Volta e meia nesses fóruns que por ai abundam sobre fotografia acontecem verdadeiras batalhas/debates sobre o direito e propriedade dos originais. Noivos e futuros casais questionam sobre o direito ãos negativos e/ou ficheiros originais das fotos tiradas nos casamentos, com enxertos de leis ou artigos desta ou daquela página web apresentados para tentar justificar tal direito. Pelo meio do debate, surgem uns fotografos "bonzinhos" que afirmam que tudo dão, que os noivos têm direito a tudo, que têm direito ãos negativos/ficheiros e que no caso deles dão os negativos ãos clientes, pois assim manda a lei (afirmam eles). Uma clara posição de oportunismo e de total desconhecimento da lei, isto sem falar na falta de profissionalismo que tal actitude demonstra para com os colegas.

Não me pronuncio sobre se devem dar ou não os negativos/ficheiros ãos clientes, é uma decisão que cabe a cada fotografo tomar, em função do que achar mais correcto ou oportuno para o seu trabalho, pois neste caso a lei está do lado do fotografo, salvo casos muito especificos. Mas se opta por dar, que não venha por ai dizer que o faz porque a lei assim o exige, porque tal não é verdade. Em vez de cada uma das partes "abanar" com este ou aquele artigo da lei que melhor serve os seus pontos de vista, deviam ler tudo o que a lei diz sobre direitos de imagem e de autor e, melhor ainda, consultar um advogado. Isto evitaria muita troca de mensagem que apenas serve para dividir os profissionais de fotografia e criar um ambiente de desconfiança por parte do cliente em relação ãos fotografos.

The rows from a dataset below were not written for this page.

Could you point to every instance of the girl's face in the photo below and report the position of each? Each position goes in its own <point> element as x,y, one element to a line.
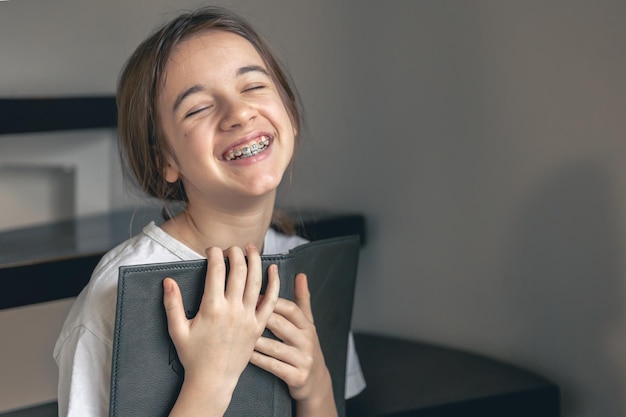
<point>223,118</point>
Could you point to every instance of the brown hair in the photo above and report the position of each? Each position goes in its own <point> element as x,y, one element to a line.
<point>142,145</point>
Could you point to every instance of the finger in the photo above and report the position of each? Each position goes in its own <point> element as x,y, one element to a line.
<point>254,279</point>
<point>277,349</point>
<point>177,322</point>
<point>269,300</point>
<point>215,276</point>
<point>283,328</point>
<point>290,312</point>
<point>237,274</point>
<point>278,368</point>
<point>302,295</point>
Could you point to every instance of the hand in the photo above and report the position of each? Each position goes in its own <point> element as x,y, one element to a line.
<point>297,357</point>
<point>215,346</point>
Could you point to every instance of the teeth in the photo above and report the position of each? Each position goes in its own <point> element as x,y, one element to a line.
<point>248,150</point>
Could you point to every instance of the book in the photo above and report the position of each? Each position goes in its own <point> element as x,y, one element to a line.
<point>146,375</point>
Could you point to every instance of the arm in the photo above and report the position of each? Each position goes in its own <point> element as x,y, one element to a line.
<point>227,324</point>
<point>297,357</point>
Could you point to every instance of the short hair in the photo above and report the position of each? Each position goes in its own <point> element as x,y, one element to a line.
<point>142,146</point>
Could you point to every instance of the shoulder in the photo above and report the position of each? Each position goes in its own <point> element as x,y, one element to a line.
<point>276,242</point>
<point>94,308</point>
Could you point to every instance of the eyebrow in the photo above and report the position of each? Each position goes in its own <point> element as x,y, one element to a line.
<point>198,87</point>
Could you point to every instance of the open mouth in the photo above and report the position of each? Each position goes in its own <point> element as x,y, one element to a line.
<point>252,148</point>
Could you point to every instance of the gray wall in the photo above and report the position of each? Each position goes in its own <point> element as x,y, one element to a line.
<point>484,141</point>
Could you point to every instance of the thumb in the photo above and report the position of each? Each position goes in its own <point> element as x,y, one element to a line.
<point>174,310</point>
<point>302,295</point>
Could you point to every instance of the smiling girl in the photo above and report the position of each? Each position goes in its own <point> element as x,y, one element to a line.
<point>208,118</point>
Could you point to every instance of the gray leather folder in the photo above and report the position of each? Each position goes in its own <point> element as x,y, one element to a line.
<point>146,375</point>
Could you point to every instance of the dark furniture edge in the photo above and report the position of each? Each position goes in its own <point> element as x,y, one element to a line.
<point>54,277</point>
<point>24,115</point>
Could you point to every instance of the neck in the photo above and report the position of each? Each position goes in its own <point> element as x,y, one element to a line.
<point>202,226</point>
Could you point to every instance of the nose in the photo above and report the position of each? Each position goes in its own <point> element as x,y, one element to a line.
<point>236,113</point>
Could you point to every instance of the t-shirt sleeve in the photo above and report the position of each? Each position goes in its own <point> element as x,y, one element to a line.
<point>84,373</point>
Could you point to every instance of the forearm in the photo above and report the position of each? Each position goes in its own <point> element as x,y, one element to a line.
<point>195,398</point>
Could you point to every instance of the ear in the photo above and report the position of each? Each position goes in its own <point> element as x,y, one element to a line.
<point>172,173</point>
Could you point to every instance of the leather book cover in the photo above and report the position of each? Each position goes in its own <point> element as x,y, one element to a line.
<point>146,374</point>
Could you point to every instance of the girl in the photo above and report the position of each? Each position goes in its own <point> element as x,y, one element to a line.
<point>206,117</point>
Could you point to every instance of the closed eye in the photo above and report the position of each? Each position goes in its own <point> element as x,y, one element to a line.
<point>254,87</point>
<point>196,111</point>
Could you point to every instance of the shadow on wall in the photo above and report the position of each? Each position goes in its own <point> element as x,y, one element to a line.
<point>566,290</point>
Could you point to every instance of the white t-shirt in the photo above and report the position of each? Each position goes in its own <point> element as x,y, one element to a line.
<point>84,347</point>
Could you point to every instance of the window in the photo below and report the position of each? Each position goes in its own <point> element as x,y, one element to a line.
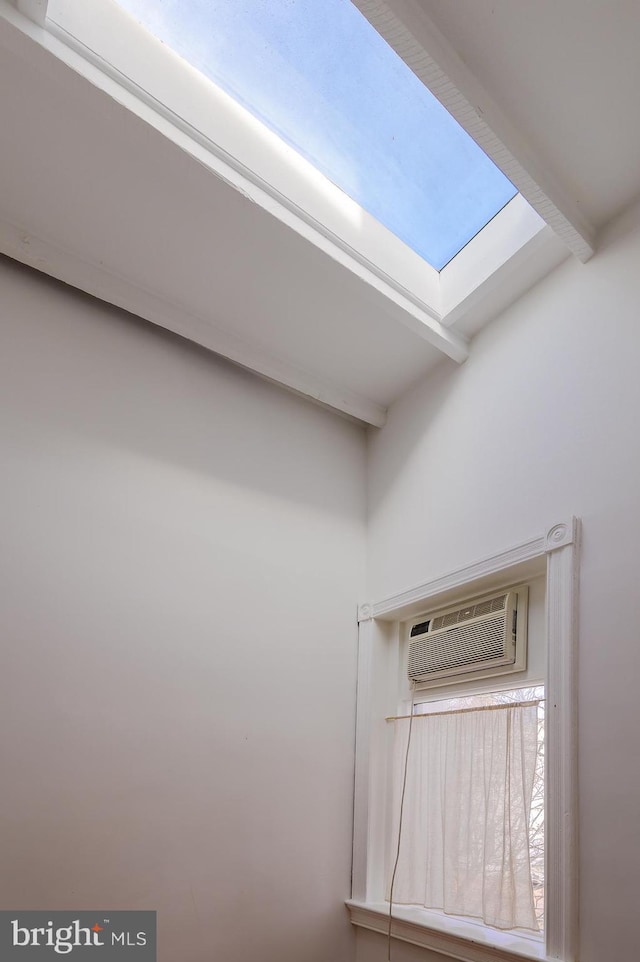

Para além disto, uma coisa que observo é que tal "exigência" pelos originais só acontece com a fotografia. Com o video, nada disso acontece. Em 16 anos de profissão, nunca tive um tal pedido. Nunca, se excluir as comparaçôes que alguns fotografos/clientes fazem: mas o fulano tal dá, porque é que não dás também? Para que é que queres as cassetes?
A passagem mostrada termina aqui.